IN 1963, American inventor Harvey Ball was hired by an insurance company to come up with a symbol to help improve company morale.
In about 10 minutes Bell came up with the now-famous yellow circle with dots for eyes and a big curvy grin.
Soon his little face was emblazoned on bumper stickers, coffee mugs, and, most famously, boxer shorts.
The symbol for happiness even ended up on a postage stamp.
Bell never copyrighted the symbol and sold it for $45 to the insurance company, so he didn’t make another cent, but that never bothered him.
He said: “Hey, I can only eat one steak at a time.”
Now there’s a wise man who understood that money cannot buy real happiness.
The great psychologist Carl Jung talked about the instinctive hunger of humans to live as they are meant to live, to know they have used their time on Earth well and not wasted it.
To know the world will be different for their having passed through it.
We will always have unfulfilled dreams, hungers that will never be satisfied and frustrations at our own inadequacies.
If wealth cannot bring happiness, what can? Intelligence?
“Happiness in intelligent people is the rarest thing I know,” said the ultimately sad author Ernest Hemingway.
And several studies confirm that.
Author and priest Ron Rolheiser said we often ask ourselves the wrong question in our quest to find happiness.
The question should not be: Am I happy? Rather the questions should be: Is my life meaningful? Is there meaning in my life?
“We need to ask the deep questions about our lives in terms of meaning rather than in terms of happiness because, for the most part, we have a false, over-idealised, and unrealistic concept of happiness,” he said.

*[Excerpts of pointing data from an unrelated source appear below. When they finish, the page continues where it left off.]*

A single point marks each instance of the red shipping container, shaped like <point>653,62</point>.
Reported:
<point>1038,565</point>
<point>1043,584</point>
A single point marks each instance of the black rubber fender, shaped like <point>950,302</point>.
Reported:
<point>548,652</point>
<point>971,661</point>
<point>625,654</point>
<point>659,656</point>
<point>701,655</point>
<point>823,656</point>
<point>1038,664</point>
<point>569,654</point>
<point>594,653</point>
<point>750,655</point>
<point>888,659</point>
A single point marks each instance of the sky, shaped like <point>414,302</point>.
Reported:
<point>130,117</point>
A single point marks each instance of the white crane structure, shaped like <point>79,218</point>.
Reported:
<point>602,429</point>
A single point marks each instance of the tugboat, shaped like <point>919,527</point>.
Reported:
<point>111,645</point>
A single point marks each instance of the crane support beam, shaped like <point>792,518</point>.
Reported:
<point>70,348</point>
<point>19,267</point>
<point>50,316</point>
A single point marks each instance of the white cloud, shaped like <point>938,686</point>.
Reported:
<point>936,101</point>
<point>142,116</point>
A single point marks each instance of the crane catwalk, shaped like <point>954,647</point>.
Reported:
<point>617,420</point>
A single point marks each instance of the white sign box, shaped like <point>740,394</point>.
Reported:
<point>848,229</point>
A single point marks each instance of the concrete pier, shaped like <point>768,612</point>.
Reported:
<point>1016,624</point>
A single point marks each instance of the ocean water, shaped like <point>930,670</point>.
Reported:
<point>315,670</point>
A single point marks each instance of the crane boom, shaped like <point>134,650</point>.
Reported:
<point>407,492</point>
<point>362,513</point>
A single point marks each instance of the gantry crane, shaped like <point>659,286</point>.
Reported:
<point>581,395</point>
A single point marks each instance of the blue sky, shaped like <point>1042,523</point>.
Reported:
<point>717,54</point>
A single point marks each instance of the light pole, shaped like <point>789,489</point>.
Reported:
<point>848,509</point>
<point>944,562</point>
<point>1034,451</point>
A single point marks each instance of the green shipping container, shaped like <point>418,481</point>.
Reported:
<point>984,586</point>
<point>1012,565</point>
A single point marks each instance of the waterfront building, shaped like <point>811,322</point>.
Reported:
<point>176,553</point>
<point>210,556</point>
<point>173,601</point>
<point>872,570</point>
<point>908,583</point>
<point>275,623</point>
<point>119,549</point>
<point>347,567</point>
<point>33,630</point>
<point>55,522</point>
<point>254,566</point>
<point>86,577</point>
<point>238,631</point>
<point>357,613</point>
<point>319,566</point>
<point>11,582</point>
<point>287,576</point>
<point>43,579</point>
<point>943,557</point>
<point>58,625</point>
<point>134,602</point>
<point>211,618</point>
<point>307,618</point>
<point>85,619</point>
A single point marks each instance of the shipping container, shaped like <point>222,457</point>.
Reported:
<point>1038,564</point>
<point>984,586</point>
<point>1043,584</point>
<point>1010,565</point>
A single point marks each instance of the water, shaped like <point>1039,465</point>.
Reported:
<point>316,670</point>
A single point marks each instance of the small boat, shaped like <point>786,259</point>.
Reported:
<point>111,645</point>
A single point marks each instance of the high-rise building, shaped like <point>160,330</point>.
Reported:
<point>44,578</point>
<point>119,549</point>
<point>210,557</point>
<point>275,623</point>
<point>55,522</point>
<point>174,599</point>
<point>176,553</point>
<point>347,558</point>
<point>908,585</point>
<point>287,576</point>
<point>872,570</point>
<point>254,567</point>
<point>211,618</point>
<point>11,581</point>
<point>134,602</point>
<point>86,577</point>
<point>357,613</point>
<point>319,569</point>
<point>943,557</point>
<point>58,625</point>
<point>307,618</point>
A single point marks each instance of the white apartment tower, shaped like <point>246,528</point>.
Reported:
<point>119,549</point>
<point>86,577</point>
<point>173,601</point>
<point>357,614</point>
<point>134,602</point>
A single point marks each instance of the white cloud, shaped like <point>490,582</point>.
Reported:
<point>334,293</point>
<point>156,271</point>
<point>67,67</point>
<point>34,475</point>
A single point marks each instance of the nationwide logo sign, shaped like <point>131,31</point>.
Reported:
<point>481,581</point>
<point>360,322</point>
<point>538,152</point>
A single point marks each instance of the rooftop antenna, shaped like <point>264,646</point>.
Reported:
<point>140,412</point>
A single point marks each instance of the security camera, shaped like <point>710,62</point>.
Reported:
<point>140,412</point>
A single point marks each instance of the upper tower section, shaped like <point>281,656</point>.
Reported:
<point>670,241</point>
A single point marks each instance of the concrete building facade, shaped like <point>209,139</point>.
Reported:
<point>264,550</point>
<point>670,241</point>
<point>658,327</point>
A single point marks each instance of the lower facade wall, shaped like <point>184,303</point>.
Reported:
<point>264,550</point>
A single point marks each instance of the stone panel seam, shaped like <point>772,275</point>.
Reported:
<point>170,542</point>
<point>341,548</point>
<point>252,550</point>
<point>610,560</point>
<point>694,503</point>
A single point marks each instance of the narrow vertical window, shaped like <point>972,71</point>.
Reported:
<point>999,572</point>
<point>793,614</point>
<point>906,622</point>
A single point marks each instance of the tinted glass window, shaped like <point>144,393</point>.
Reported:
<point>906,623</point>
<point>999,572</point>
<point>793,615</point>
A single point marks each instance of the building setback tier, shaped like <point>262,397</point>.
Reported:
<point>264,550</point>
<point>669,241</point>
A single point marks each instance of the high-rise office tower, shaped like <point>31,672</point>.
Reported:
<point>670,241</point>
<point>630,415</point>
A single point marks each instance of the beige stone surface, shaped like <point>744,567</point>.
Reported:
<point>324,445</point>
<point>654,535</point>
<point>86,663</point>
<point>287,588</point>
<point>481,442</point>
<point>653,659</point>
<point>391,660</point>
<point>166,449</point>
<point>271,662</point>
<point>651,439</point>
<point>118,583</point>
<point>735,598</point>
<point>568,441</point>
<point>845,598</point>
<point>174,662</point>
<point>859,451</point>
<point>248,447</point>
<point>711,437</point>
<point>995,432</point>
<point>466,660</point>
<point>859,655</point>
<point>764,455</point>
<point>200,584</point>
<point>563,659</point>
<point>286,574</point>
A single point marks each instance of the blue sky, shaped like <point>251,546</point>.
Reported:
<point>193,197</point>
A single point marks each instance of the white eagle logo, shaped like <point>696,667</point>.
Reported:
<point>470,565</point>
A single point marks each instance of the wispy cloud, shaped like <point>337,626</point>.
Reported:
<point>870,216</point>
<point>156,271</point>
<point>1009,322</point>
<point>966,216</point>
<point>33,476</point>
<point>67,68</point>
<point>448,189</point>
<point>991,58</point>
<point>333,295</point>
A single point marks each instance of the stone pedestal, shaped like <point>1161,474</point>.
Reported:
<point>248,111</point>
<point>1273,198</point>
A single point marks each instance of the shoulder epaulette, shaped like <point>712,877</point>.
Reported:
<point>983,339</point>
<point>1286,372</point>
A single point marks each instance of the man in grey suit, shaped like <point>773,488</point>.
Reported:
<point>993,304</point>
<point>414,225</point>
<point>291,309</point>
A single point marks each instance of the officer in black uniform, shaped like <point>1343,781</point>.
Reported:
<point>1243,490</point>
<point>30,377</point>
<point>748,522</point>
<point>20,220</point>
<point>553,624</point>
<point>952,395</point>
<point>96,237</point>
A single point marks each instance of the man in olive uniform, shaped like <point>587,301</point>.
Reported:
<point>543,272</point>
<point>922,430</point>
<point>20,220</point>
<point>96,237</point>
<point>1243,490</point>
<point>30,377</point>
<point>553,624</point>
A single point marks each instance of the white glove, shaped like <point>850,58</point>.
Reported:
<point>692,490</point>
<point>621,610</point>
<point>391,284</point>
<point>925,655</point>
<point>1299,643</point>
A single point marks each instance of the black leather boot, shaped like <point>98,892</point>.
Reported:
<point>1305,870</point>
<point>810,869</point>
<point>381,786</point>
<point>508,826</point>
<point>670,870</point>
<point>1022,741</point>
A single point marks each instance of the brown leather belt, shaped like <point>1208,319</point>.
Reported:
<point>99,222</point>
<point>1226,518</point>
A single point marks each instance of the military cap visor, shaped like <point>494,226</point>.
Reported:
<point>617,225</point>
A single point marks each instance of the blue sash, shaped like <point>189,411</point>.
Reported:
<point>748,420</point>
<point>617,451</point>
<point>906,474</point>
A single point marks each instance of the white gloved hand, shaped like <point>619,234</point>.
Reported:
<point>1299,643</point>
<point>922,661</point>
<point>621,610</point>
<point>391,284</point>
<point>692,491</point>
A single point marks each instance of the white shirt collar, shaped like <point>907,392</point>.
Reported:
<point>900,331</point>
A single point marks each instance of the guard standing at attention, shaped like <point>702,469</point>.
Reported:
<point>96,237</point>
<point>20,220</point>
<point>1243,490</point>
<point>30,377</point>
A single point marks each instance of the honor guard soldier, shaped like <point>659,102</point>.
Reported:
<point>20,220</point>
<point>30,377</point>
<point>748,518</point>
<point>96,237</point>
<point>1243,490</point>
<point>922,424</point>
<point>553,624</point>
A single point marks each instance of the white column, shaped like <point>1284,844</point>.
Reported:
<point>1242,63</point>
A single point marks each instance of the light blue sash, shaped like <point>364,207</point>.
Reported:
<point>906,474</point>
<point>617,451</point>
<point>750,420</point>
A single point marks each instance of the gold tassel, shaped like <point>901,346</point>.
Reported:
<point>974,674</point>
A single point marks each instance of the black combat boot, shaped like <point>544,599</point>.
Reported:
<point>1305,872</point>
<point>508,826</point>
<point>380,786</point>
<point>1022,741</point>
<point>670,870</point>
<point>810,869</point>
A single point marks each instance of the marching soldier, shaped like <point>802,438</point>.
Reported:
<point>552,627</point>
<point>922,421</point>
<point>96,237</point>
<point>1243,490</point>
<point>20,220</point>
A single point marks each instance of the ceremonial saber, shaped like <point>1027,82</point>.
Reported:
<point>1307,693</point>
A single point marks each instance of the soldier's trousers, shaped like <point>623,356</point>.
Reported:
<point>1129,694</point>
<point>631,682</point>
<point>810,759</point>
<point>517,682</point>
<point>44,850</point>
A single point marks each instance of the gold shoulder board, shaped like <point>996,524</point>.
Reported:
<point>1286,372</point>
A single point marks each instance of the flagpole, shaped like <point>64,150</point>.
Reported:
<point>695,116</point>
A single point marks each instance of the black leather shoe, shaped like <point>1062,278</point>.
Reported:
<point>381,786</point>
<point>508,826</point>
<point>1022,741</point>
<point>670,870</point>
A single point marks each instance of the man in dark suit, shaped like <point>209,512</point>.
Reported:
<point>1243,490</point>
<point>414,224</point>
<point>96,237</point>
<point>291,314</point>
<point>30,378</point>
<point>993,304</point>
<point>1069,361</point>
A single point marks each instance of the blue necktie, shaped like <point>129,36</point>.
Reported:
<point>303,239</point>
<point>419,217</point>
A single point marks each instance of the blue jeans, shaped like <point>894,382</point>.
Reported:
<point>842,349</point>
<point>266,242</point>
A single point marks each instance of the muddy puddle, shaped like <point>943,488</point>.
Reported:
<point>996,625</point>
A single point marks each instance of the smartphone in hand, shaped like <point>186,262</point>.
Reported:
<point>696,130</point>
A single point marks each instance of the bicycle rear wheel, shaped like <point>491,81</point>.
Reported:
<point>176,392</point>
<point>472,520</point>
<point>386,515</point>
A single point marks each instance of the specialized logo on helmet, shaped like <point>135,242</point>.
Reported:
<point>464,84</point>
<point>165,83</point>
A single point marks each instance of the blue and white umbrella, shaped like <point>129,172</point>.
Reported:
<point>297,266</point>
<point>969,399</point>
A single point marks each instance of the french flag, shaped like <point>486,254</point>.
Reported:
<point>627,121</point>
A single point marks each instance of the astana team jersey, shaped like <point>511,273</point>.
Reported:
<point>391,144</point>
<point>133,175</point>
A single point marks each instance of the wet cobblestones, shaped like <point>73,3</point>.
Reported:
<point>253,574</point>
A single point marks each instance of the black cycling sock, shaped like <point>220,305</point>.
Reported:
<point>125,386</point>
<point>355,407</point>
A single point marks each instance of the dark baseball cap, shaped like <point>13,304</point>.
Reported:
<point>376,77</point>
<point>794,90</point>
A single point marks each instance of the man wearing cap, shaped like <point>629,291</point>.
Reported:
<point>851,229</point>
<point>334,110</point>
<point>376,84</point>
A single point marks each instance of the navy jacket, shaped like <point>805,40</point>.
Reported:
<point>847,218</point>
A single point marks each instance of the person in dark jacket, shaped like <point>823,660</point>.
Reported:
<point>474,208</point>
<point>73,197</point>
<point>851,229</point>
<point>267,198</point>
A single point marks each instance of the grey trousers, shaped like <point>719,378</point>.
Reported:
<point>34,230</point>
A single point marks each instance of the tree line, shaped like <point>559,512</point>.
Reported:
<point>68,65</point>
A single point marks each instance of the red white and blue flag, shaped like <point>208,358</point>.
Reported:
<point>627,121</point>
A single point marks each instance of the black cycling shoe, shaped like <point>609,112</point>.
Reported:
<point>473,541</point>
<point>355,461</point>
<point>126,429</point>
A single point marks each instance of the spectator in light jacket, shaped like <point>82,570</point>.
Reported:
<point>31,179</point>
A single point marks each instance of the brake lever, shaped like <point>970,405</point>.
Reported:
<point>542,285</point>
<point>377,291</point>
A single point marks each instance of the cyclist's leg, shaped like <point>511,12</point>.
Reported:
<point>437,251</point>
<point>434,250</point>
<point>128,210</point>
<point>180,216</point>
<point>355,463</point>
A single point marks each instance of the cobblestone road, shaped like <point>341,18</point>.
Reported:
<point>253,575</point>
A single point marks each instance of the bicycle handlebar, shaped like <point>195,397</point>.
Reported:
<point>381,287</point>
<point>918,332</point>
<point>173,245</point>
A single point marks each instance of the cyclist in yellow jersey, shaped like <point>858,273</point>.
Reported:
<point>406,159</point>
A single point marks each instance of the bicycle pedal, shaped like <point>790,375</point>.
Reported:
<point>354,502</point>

C.S. Lewis said that happiness and unhappiness colour backwards: If our lives end up happy, we realise that we have always been happy even through the difficult times.
And if our lives end up unhappy we realise that we have always been unhappy, even during the pleasurable periods.
Where we end up ultimately in terms of meaning will determine whether our lives have been happy or unhappy.
Jesus told men and women how to be happy by giving, not in getting.
In compassion rather than acquisition.
“The kingdom of God is within you,” he said.
Understand that and you find the joy that passes all human understanding.
Rabbi Harold Kushner said it was not dying that frightened people, it was the fear of dying with the sense we were never really alive. He said the secret was realising happiness did not derive from wealth, power, learning, indulgence or even religiosity, but from living fully in the moment, and risking the pain of giving ourselves to what really matters – understanding that we are loved creations.
Rabbi Kushner wrote that too many people believed in Murphy’s Law that anything that could go wrong would.
“At the divine level there is another opposite law: anything that should be set right sooner or later will,” he said.